A lot of people comparing Watts on Pioneer and to much powerful a/v receivers like the Onkyo 808 without looking at the "all channels driven" rating.

Pioneer 1120K specs mentions that it has 120W@8 Ohms (7 channels driven)
Onkyo 808 specs mention that it does 135W@8 Ohms (but with only 2 channels driven)

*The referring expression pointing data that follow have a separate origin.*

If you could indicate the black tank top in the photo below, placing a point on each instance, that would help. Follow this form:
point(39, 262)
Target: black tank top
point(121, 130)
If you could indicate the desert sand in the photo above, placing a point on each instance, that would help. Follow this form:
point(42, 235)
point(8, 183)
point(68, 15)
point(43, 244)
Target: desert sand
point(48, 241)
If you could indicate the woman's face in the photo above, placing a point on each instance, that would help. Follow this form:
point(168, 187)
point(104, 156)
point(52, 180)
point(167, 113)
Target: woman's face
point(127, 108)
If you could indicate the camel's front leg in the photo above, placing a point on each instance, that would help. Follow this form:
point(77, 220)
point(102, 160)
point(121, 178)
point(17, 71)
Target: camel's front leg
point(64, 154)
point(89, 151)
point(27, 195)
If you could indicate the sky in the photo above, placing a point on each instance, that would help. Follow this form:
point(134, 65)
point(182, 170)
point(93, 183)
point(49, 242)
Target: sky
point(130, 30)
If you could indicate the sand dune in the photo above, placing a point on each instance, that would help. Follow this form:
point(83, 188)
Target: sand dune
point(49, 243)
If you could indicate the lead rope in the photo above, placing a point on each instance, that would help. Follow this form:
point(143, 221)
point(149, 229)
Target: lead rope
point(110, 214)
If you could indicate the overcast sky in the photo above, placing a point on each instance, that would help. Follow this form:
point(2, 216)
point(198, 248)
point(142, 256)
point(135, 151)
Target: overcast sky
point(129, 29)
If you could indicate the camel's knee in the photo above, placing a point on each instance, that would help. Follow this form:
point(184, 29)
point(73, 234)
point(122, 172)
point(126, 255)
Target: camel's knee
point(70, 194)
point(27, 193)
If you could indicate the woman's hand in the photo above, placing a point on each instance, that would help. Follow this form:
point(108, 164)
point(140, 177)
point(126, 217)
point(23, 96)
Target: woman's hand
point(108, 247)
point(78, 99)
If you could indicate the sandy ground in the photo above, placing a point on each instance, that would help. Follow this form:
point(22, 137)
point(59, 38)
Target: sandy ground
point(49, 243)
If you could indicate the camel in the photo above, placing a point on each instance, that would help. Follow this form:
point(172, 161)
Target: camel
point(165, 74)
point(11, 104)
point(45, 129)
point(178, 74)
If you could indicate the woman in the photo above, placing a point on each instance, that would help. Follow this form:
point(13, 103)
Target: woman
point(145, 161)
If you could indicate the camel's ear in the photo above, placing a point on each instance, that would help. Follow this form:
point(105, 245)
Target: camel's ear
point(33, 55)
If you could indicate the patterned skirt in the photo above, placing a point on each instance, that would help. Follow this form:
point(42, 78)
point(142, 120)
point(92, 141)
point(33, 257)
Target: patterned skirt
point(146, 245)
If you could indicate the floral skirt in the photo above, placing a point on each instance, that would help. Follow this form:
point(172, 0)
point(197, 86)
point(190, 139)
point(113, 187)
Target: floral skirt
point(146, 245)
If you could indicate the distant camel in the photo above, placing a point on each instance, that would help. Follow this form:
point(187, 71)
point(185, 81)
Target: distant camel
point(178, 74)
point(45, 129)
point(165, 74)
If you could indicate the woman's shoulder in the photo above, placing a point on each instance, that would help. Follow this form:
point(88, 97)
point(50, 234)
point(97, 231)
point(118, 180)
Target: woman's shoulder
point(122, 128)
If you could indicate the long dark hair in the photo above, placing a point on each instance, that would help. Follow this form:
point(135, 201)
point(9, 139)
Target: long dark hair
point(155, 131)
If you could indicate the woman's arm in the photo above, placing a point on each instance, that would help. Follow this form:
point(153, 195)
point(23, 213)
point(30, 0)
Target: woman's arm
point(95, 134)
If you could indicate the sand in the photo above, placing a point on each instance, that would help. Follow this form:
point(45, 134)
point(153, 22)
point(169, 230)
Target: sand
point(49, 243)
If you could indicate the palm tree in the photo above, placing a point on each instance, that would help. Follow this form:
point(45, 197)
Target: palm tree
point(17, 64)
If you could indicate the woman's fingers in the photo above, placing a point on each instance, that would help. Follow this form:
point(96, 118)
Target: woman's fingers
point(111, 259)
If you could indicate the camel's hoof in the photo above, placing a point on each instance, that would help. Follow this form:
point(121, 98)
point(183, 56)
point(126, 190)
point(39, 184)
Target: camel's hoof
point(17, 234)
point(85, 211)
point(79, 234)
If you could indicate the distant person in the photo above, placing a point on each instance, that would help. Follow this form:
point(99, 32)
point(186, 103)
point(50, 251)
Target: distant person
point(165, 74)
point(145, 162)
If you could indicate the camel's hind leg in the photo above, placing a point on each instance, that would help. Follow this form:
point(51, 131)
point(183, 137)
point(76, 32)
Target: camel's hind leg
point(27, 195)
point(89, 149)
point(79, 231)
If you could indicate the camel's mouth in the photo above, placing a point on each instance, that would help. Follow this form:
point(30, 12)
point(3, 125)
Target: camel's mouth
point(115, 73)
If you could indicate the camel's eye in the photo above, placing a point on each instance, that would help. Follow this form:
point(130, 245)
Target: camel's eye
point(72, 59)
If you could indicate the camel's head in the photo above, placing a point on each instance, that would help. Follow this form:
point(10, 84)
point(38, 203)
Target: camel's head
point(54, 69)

But in a 5 and 7 speaker setup lab test (from hometheather.com) we can see how the Pioneer is actually better than the Onkyo 808 in a 7 channel setup:

Onkyo 807 (Last Year's model but has the same power rating as the 808)
5 channels driven continuously into 8-ohm loads:
0.1% distortion at 105.5 watts
1% distortion at 122.0 watts

Pioneer 1120K
5 channels driven continuously into 8-ohm loads:
0.1% distortion at 47.0 watts
1% distortion at 52.3 watts

Onkyo 807
7 channels driven continuously into 8-ohm loads:
0.1% distortion at 29.9 watts
1% distortion at 33.0 watts

Pioneer 1120K
7 channels driven continuously into 8-ohm loads:
0.1% distortion at 38.9 watts
1% distortion at 47.1 watts

The reason Onkyo receivers are underpowered past 5 channels is that they have a limiter circuit that kicks in when you push more than 5 channels. Into 7 channels, the Pioneer 1120 and Onkyo 808 are pretty similar (at times the 1120 being more powerful), but into 2 or 5 channels, the 808 easily trumps the 1120.

So those with 7 speaker setup and who want to stay within the $500~ mark...just get Pioneer 1120k. There is nothing else better at that price range!
For those willing to get the benefits of Audyssey with a little bit more power- get the Onkyo TX-NR808. Bost of these are the best in the class in technicality points (just my opinion) at that price range.